With such a long history, it’s no surprise the Berkeley family has some colorful characters. One who has left behind some fun sporting stories is the Hon. George Charles Grantley Fitzhardinge Berkeley, youngest son of the 5th Earl of Berkeley. He resided for much of his hunting career in Buckinghamshire, where he hunted both stag and fox. He was also, as one biographer put it, “a well-known if somewhat eccentric member of society.” Grantley Berkeley’s mode of dress alone, which Herbert Maxwell called “a coarser kind of buckish coxcombry,” was attention-grabbing: “He delighted in wearing at the same time two or three different-colored satin under-waistcoats, and round his throat three or four gaudy silk neckerchiefs, held together by passing the ends of them through a gold ring.”
However odd his wardrobe, Berkeley knew hounds.
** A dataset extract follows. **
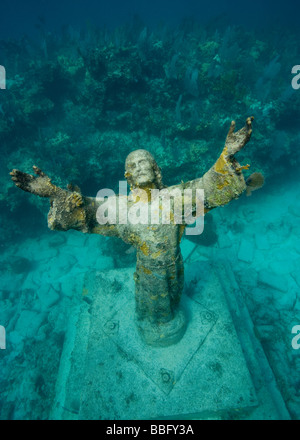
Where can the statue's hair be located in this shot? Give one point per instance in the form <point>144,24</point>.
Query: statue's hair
<point>157,171</point>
In 1854, he published Reminiscences of a Huntsman, chock full of amazing stories from the hunt field. An example from his stag-hunting adventures:
The chase … frequently ended in mansions, cottages, or barns, and I cannot help but saying that, in almost every instance, I met with the greatest good nature. On one of these occasions we ran up to the entrance of a gentleman’s kitchen, in the rear of his premises, and the hounds bayed at the closed door. Heads of domestics through the pantry window informed me that the stag was in the house, and that they would admit me ‘if I would keep the dogs out, as the children were afraid of them.’ The door being opened and closed carefully behind me, I went in, ushered by a butler, and peeped at by many maids; and, on asking where the stag was, the butler replied that he had been in all the lower offices, and when he last saw him he was going up the drawing-room stairs. … The butler introduced me to the drawing-room, but neither master nor stag were in it, when at that moment a door at the other end opened, and the owner of the house came in, under visible though suppressed excitement. I began all sorts of apologies, as usual, and for a moment the gentleman was civil enough. But on my asking where the stag was, all restraint gave way, and in a fury he replied, ‘Your stag, sir, not content with walking through every office, has been here, sir, here in my drawing-room, sir, whence he proceeded upstairs to the nursery, and, damn me, sir, he’s now in Mrs. ——-‘s boudoir!'”
Grantley Berkeley formed his own first pack at the age of 30 in the Bedfordshire country by receiving older hounds drafted from notable hunts. One of his favorite early hounds was Stamford, whose provenance he couldn’t quite remember by the time he wrote of him many years later: “Old Stamford’s soft and prolonged note, when he found a fox, sweeps by my ear now: and often and often had I to cheer the young ones to him throughout my first fox-hunting season. What he must have been in his youth … I can easily guess; and if these pages meet the eye of the gentleman who bred him, he will accept this tribute to the memory of as gallant, as sensible, and as attached and faithful a hound as ever killed a fox. … I shall never forget how proud that old hound was when he found I petted him, and that he was still to be treated with all the ceremony and usages of a well-ordered foxhound kennel. And when we began cub-hunting, his alert dignity and industry was so great that he still more won my heart.”
This respect for a hound’s work ethic is key to the breeding today at the Berkeley Hunt, which says “looks come second to performance, for a good-looking hound is nothing if it cannot hunt.”